No computer that exists today could calculate anywhere near fast enough to do this in any reasonable amount of time. In fact, just attempting to calculate the number of possible combinations would overload your desktop.

Let's say I just wanted to print out every possible sentence, up to 65 characters long (as opposed to 1,000 pages of characters long). There are 26 letters, 10 numbers, and let's say 14 common signs and punctuation marks including blank spaces. So that's 50 possible characters for each of the 65 spaces on each line. That means there are 50^65 possible combinations, which is equal to 10^110.
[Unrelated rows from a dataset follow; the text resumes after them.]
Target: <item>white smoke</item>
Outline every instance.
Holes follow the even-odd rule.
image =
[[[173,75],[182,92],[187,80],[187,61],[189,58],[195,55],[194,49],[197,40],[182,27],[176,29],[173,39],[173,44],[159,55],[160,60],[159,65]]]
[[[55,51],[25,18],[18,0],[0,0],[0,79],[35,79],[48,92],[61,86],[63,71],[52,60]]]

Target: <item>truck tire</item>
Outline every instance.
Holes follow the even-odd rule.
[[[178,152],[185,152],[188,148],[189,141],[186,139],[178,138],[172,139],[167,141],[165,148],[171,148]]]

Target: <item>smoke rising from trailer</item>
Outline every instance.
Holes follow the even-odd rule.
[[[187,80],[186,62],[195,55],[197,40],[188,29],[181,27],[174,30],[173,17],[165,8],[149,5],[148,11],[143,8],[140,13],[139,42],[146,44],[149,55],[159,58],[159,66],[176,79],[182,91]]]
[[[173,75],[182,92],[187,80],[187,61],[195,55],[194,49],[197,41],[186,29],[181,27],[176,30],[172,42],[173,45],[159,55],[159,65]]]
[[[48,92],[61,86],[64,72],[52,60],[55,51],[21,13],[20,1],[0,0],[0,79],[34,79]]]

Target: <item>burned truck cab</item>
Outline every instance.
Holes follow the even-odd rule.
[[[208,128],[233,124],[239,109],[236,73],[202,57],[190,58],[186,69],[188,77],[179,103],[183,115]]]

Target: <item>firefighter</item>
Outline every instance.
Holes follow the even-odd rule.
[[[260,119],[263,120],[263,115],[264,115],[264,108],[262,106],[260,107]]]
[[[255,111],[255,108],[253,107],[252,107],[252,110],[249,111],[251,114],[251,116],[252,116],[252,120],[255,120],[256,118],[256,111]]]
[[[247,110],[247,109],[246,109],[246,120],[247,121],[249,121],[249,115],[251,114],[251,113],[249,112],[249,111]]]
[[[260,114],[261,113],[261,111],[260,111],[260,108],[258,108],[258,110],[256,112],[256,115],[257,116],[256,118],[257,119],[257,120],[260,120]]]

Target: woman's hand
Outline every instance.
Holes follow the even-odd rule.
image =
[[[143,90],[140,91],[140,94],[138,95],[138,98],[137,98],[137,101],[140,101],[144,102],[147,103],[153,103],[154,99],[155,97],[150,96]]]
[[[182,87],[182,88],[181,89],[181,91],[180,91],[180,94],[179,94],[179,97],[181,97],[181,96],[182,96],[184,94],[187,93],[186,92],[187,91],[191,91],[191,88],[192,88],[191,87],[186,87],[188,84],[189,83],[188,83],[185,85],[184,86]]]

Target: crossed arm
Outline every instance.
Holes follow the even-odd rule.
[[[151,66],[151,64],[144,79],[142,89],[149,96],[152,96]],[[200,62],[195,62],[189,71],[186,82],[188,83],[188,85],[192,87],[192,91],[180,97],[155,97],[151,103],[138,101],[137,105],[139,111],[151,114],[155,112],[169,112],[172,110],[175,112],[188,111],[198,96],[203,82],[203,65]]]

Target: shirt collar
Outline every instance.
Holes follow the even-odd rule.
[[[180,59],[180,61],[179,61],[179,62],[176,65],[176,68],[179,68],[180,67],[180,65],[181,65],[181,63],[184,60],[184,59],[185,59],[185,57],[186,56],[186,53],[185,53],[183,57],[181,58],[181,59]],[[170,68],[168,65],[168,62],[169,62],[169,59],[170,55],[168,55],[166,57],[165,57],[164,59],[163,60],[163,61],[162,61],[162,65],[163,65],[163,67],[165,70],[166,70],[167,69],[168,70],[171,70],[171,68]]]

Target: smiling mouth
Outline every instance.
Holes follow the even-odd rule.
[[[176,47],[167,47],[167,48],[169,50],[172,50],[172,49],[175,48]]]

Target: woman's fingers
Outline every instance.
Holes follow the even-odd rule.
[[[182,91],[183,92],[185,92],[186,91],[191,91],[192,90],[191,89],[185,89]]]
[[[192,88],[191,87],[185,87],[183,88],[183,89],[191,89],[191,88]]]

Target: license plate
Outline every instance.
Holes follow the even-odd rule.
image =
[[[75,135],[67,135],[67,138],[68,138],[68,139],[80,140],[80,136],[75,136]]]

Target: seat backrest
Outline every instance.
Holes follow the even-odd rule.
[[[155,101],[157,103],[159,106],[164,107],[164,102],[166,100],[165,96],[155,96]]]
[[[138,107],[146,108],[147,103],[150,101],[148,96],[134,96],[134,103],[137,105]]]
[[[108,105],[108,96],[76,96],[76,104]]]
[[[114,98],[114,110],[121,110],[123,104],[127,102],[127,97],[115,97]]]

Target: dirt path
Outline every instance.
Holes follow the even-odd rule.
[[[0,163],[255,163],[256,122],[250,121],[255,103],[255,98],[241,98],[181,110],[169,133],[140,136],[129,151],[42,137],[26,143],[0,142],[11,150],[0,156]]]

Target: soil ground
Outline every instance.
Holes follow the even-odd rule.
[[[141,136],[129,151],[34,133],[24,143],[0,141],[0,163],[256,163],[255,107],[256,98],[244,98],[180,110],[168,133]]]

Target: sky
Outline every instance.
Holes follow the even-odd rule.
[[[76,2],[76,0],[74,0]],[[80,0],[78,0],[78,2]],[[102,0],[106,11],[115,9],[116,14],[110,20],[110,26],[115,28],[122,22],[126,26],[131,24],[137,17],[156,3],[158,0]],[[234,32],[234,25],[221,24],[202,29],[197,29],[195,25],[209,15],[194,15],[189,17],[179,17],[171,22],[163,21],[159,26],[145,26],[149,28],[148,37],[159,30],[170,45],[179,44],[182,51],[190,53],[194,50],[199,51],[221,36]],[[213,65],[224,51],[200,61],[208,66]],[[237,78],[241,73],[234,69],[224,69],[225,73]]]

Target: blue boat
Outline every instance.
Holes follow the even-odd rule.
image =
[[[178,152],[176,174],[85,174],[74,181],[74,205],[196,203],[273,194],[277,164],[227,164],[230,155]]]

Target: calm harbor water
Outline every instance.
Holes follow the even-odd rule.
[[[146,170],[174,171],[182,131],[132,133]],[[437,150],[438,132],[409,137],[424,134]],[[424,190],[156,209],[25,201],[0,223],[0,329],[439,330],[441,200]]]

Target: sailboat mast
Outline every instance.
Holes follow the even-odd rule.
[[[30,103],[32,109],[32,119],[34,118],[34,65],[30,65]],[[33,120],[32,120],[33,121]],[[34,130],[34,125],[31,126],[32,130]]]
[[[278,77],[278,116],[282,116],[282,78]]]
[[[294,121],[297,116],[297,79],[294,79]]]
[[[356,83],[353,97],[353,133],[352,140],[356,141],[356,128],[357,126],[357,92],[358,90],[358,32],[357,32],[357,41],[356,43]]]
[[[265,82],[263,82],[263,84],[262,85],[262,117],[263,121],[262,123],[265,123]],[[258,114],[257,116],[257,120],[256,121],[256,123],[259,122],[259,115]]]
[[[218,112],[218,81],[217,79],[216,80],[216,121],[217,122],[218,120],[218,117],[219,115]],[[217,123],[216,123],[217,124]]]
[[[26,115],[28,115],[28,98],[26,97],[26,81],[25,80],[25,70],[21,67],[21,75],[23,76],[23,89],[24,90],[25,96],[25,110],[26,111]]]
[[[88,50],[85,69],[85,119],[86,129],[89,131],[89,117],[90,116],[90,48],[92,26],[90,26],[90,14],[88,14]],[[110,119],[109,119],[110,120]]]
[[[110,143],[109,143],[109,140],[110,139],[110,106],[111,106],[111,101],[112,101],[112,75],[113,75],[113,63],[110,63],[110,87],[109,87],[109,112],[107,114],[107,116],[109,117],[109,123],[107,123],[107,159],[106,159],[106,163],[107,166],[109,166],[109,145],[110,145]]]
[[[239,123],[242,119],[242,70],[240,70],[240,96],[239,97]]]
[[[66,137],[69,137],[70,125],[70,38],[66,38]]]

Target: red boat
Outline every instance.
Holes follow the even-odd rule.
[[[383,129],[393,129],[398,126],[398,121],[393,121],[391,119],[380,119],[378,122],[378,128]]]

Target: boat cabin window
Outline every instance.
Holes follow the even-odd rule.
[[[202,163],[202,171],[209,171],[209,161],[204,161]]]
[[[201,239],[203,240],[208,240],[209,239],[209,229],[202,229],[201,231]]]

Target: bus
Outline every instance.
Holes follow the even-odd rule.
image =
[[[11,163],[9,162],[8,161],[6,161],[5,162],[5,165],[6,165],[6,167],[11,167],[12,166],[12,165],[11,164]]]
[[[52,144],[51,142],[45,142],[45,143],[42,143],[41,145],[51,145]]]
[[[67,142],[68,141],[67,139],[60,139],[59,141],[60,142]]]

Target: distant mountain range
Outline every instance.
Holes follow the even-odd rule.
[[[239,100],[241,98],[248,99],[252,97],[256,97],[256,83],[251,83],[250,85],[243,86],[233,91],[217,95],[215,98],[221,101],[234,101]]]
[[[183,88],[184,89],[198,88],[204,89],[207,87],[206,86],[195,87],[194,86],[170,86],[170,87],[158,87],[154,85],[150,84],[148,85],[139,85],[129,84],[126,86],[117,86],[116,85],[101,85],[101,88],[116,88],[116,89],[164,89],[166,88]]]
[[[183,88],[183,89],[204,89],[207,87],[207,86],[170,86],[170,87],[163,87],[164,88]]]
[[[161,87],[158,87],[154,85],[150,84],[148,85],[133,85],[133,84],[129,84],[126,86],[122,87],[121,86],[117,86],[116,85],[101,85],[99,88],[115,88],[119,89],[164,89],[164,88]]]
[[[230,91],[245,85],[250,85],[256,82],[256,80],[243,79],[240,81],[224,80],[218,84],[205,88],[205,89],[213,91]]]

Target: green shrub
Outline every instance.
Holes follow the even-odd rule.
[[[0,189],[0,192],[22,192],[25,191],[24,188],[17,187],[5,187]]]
To get an idea of how large that number actually is, imagine that every atom in the universe represents a computer printing out these different combinations, so that we have 3x10^74 machines working simulaneously together. Now assume that these machines have been working continuously since the creation of the universe, that is for a period of 3x10^9 years or 10^17 seconds, printing at the rate of atomic vibrations, that is, 10^15 lines per second. By now they would have printed out about:

3x10^74 x 10^17 x 10^15 = 3x10^106 lines

...which is only about one thirteenth of 1 percent of the total amount required. And that's only for 1 line, not one thousand pages. So yeah, I'm gonna start working on my perpetual motion machine instead.

I actually got this idea and the above calculations from a book called One Two Three...Infinity by George Gamow. Anyone want to know what the odds are that all the air molecules in the room you are sitting in will unexpectedly collect in a far corner of the room, leaving you to suffocate in your chair?